Press release from Arts Integration Solutions

Press release from Arts Integration Solutions

One day he called me up after a trip to a Symphony Orchestra League conference and asked to meet as soon as possible. He was very excited about something he’d seen. We met up a day or two later and I could see that he was just reenergized from the start.

He told me that one day during the conference he had a spare hour or two to kill and didn’t feel like leaving the convention area so he stopped into one of the conference rooms to sit in the back, rest a bit, and maybe take a nap. It happened that the room was where an innovative group of teachers from North Carolina, as I recall, were talking about a program they had set up in poor schools, using musicians from the local symphony. At first he was paying polite attention. But as they started to roll out the data about how this fairly simple program was radically improving test scores, attendance, discipline issues and the like, he gave it his undivided attention. He stayed after the talk and chatted with the teachers about how they had accomplished all of this. And by the time he got on the plane to return to Tucson, he had the fire in his belly to transplant this idea to Tucson.

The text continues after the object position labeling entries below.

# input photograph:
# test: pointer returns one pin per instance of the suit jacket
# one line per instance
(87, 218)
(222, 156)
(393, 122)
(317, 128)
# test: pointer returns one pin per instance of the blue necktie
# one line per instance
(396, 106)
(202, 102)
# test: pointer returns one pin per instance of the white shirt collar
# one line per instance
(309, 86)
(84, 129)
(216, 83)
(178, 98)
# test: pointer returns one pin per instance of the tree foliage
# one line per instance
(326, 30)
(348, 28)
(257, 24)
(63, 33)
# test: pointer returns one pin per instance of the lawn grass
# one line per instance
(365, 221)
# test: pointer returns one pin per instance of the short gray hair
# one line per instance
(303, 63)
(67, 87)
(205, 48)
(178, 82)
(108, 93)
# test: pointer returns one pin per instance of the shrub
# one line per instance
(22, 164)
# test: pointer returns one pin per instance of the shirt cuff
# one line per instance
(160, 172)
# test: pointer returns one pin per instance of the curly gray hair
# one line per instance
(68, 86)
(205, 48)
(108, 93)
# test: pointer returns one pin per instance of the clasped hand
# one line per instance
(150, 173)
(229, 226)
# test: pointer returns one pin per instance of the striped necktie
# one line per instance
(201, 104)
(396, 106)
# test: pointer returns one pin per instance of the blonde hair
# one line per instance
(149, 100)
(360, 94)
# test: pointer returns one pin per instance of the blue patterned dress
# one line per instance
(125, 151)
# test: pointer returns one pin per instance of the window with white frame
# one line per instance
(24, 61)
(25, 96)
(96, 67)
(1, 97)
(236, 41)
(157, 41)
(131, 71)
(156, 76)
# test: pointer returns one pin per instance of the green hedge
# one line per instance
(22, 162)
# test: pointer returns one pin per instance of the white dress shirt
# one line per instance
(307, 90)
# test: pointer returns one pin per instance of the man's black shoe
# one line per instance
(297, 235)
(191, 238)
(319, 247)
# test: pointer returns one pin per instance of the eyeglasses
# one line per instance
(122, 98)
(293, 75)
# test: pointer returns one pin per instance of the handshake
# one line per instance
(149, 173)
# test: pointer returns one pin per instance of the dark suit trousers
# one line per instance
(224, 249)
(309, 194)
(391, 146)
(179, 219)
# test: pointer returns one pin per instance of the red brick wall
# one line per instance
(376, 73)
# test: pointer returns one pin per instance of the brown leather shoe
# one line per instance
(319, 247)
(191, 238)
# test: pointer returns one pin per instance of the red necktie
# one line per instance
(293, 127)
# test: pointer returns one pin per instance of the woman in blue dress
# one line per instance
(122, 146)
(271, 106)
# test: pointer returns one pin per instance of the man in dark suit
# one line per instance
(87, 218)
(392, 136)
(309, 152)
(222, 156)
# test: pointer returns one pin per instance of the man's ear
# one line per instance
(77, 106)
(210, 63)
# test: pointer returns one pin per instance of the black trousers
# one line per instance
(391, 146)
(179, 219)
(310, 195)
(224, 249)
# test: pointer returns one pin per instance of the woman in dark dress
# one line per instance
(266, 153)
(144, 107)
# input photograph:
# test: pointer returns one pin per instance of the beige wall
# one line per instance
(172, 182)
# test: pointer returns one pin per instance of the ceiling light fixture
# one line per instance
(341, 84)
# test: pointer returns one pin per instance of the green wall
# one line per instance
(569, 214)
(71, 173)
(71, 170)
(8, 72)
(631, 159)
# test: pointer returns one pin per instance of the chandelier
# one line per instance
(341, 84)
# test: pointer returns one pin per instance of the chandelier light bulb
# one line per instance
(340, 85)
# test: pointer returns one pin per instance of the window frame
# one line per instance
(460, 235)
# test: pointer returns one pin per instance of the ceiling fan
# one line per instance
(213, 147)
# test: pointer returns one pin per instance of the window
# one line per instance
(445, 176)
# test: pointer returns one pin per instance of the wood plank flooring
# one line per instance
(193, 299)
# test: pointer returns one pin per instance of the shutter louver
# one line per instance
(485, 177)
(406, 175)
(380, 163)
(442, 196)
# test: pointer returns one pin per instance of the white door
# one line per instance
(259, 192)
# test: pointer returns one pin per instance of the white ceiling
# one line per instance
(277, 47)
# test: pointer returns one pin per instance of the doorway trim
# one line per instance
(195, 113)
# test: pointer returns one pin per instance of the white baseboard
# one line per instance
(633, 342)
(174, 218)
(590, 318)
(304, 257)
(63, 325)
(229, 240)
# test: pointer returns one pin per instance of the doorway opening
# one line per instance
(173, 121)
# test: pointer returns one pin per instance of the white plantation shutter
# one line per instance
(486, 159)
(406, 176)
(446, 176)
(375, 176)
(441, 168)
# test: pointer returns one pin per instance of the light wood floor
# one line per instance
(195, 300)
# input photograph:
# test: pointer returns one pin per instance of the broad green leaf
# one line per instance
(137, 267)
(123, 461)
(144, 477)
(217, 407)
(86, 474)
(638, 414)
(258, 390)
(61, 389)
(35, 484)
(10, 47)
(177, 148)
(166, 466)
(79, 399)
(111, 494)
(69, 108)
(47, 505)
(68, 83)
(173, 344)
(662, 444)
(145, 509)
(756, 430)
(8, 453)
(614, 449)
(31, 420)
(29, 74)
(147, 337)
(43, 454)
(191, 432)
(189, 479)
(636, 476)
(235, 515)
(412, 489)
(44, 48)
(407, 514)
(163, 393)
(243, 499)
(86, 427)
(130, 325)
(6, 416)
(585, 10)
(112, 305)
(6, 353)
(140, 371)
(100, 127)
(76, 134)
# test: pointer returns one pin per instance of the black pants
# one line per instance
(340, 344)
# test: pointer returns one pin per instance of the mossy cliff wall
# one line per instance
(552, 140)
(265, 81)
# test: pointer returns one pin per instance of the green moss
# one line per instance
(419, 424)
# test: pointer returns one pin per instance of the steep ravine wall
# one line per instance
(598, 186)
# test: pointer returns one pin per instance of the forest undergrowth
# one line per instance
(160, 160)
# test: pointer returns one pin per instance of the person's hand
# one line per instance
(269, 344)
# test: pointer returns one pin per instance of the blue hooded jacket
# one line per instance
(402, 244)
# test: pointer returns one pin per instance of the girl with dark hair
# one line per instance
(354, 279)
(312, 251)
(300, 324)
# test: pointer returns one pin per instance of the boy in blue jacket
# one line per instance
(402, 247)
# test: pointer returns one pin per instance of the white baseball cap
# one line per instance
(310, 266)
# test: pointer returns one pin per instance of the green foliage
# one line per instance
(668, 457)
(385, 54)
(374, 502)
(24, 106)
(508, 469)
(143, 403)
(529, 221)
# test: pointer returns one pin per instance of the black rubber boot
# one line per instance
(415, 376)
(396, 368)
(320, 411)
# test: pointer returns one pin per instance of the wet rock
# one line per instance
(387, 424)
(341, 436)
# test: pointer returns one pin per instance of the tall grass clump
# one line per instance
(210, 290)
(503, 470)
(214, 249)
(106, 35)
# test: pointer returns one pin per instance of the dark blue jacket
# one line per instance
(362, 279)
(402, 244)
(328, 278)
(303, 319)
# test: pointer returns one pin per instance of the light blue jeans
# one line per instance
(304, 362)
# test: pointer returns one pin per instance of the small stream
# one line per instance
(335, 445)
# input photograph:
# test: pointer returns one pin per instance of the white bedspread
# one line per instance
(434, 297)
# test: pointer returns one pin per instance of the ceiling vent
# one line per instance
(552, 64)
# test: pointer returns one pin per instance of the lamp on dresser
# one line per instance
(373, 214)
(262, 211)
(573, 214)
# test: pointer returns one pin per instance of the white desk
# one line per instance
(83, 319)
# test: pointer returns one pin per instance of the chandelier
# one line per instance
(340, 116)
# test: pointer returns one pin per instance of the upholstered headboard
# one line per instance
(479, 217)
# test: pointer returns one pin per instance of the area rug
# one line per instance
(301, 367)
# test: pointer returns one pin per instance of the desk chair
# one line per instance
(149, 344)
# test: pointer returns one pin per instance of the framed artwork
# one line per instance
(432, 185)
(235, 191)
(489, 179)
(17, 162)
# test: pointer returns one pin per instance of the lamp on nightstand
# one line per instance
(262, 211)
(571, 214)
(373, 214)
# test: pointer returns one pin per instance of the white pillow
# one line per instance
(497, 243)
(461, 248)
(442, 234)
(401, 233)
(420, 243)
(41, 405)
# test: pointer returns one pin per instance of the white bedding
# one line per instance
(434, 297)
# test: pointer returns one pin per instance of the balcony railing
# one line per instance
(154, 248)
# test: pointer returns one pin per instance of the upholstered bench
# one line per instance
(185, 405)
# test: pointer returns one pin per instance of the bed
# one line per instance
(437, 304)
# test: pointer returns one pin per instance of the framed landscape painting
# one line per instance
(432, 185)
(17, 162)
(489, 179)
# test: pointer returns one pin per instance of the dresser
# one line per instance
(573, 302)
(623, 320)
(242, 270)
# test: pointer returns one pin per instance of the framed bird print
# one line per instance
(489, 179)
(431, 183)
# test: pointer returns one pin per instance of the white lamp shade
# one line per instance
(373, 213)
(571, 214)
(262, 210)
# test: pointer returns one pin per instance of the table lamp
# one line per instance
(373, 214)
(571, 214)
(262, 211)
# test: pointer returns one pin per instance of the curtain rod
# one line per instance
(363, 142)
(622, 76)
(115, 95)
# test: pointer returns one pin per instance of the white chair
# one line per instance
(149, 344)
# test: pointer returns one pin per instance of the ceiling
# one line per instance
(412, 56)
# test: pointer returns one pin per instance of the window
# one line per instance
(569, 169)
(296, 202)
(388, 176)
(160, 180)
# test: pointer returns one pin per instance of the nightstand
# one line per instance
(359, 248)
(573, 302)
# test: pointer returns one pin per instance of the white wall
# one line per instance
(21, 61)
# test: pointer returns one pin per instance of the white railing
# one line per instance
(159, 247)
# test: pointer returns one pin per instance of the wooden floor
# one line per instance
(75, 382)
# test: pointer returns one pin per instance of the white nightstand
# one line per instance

Like a Pied Piper, Gene got an every widening circle of people interested in the concept. A few months later he flew the teachers from the Carolinas to Tucson on his own dime to share what they had done with members of the Tucson Symphony, TUSD staff, etc. Everyone came away ready to march on it.

The following year Jones put up $1 million of his own money to give it a try, and got several schools in the poorest neighborhoods in town to agree to house the experiment. They called it OMA, standing for Opening Minds Through the Arts. They played classical music in the hallways of the school – mostly major key barque music  – at moderate to low levels over the PA system. The rule became that no one could talk in the halls louder than the music was playing. Immediately the din of school hallways diminished.

And funny things started happening. Sick kids started complaining to their parents that they didn’t want to stay home because it was an OMA day. The music programs the teachers introduced helped them understand simple mathematical concepts – higher and lower, more and less. They started to improve their vocabulary and spelling. Their scores n standardized tests started to dramatically improve. Education was succeeding, and both the regular teachers and the OMA teachers could see it happening before their eyes.

Jones knew anecdotal evidence was not going to cut it, so he got the University of Arizona’s education and music departments, plus an independent group, to start tracking and verifying the results. The program spread to more schools. They got huge grant and big community support. It was a major success story.

Later OMA branched off and became Arts Integrations Solutions, which works with arts teachers and regular teachers of all disciplines to make art part of the solution in public education.

Without Gene Jones’ vision, enthusiasm  and stubborn devotion, the lives of many Tucsonans would not be nearly as successful and our schools would clearly be diminished. Thank you Gene for all you did, for your wisdom, your generosity and your caring. Can’t wait to see how you’ve improved the next world when we get there.

 

 

~ by Daniel Buckley on January 11, 2013.